Voilà qui résume à merveille le cirque des derniers jours, cette curée à peine croyable qui s’abat sur la France insoumise et sa figure de proue Jean-Luc Mélenchon. Une opération de perquisitions d’une ampleur inédite frappe ce mouvement d’opposition en lutte contre la gouvernance cireuse qui galope de réforme libérale en casse sociale. Une sombre affaire de comptes de campagne électorale soi-disant douteux et d’attachés parlementaires soi-disant fictifs, voilà qui entache ce petit groupe de gauche arrivé par la petite porte à l’Assemblée nationale et qui, à dix-sept membres, en à peine un an et demi, tient la dragée haute au pseudo raz-de-marée zombique de marcheurs, aux ordres de son bon roi. On ne va pas refaire le film de cette journée de vidéos prises sur le vif lors de laquelle les insoumis s’insoumettent au vaste déploiement policier, il tourne déjà bien assez sur un nombre conséquent de médias aux intentions, elles, plus que douteuses. Mais, inévitablement, se pose la question: la FI est-elle vérolée comme tant d’autres partis? Est-ce un repère de voleurs, un gang de mafieux, une secte de lanceurs de couteaux? On se souvient tout de même que leurs comptes de campagne avaient été validés et la dénonciation de fraude parlementaire par une membre du FN s’avérait une provoc sans fondement. Donc, où est le soucis? Pourquoi revenir sur ce qui avait été accepté ou démenti? Puis, on se remémore la chronologie des événements de la semaine et un détail s’impose: ils masquent le non-événement d’un remaniement ministériel à la petite semaine. Qui, pourtant, recèle quelques pépites, telle la nomination de l’insipide Christophe Castaner à l’Intérieur ou, beaucoup plus inquiétante, celle d’une lobbyiste de Danone, Emmanuelle Wagron, comme Secrétaire d’État au ministère de la Transition écologique.
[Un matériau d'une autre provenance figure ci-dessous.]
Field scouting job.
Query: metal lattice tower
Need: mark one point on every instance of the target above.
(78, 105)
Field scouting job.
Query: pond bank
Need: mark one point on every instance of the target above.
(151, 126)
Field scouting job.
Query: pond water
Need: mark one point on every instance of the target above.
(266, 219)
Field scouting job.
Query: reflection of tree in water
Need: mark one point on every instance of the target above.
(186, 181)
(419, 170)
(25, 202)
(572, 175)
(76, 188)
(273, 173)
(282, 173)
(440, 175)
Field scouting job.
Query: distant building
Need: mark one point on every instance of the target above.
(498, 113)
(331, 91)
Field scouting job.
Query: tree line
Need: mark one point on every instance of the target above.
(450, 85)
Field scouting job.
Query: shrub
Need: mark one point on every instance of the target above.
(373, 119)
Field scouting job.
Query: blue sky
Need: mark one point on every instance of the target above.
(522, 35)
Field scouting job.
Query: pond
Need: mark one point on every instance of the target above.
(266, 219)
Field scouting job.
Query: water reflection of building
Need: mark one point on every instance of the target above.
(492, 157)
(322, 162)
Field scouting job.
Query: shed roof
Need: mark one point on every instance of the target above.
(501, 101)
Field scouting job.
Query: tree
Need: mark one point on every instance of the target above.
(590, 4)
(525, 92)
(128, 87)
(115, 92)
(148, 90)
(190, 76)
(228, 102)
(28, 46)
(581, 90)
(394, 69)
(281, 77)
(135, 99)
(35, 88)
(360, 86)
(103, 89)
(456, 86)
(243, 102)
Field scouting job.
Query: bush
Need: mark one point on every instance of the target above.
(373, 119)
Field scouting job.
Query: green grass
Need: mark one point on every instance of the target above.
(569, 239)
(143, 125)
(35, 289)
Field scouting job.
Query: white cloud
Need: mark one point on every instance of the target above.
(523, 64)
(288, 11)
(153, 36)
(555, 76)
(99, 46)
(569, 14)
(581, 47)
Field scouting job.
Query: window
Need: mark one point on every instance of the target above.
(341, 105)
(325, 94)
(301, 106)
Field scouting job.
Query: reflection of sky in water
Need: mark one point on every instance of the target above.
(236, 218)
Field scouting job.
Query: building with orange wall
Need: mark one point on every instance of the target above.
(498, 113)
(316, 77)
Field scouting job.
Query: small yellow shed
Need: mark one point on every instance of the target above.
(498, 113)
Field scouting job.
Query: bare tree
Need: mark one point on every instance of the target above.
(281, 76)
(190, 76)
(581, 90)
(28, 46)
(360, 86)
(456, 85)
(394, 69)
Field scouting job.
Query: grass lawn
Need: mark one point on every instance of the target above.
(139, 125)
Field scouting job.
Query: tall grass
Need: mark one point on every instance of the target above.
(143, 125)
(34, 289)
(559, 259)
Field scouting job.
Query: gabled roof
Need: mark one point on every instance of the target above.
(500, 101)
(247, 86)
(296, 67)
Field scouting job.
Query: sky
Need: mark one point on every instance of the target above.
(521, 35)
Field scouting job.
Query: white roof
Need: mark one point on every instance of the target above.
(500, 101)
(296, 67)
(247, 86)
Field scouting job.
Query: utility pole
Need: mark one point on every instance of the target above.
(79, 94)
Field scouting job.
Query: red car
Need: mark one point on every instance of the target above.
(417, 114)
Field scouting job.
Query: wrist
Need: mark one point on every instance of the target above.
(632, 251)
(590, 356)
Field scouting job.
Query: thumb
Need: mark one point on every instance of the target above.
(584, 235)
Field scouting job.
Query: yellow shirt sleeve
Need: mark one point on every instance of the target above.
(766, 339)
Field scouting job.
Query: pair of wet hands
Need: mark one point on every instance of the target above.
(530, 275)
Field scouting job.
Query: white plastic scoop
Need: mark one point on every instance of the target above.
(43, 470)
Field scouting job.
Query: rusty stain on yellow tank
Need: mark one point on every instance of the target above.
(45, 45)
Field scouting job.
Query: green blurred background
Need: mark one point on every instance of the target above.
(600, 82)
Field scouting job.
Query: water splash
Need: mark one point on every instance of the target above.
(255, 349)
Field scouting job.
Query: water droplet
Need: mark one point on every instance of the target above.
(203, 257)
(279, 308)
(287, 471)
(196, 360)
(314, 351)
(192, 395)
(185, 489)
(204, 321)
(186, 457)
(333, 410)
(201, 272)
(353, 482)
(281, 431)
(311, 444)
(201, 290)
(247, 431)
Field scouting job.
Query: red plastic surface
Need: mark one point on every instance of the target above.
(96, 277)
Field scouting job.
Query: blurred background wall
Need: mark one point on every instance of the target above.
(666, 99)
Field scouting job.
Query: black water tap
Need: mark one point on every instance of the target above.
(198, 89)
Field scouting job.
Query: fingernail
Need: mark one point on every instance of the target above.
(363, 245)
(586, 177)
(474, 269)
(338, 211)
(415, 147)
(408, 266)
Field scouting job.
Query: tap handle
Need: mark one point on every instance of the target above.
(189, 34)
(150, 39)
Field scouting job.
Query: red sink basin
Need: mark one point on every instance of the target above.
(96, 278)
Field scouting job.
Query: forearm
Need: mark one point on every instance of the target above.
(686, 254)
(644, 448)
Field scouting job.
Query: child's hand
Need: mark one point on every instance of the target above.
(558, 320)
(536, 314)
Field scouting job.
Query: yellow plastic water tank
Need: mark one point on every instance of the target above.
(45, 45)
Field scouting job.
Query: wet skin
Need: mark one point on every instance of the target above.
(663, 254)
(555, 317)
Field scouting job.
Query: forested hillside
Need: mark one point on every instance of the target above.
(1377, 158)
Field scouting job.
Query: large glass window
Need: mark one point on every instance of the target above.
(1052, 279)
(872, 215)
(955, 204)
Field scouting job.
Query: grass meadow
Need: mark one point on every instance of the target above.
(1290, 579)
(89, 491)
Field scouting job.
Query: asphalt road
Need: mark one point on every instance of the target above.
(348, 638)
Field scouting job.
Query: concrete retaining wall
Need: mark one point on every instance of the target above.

On imagine ce que la FI, dans toute la possession de ses moyens politiques et intellectuels, aurait eu à nous dire et pu pointer comme doigts accusateurs sur ce nouveau foutage de gueule du Roi de la Nuit, décision qui entérine le double langage écologique du gouvernement qu’évoquait Nicolas Hulot lors de sa démission.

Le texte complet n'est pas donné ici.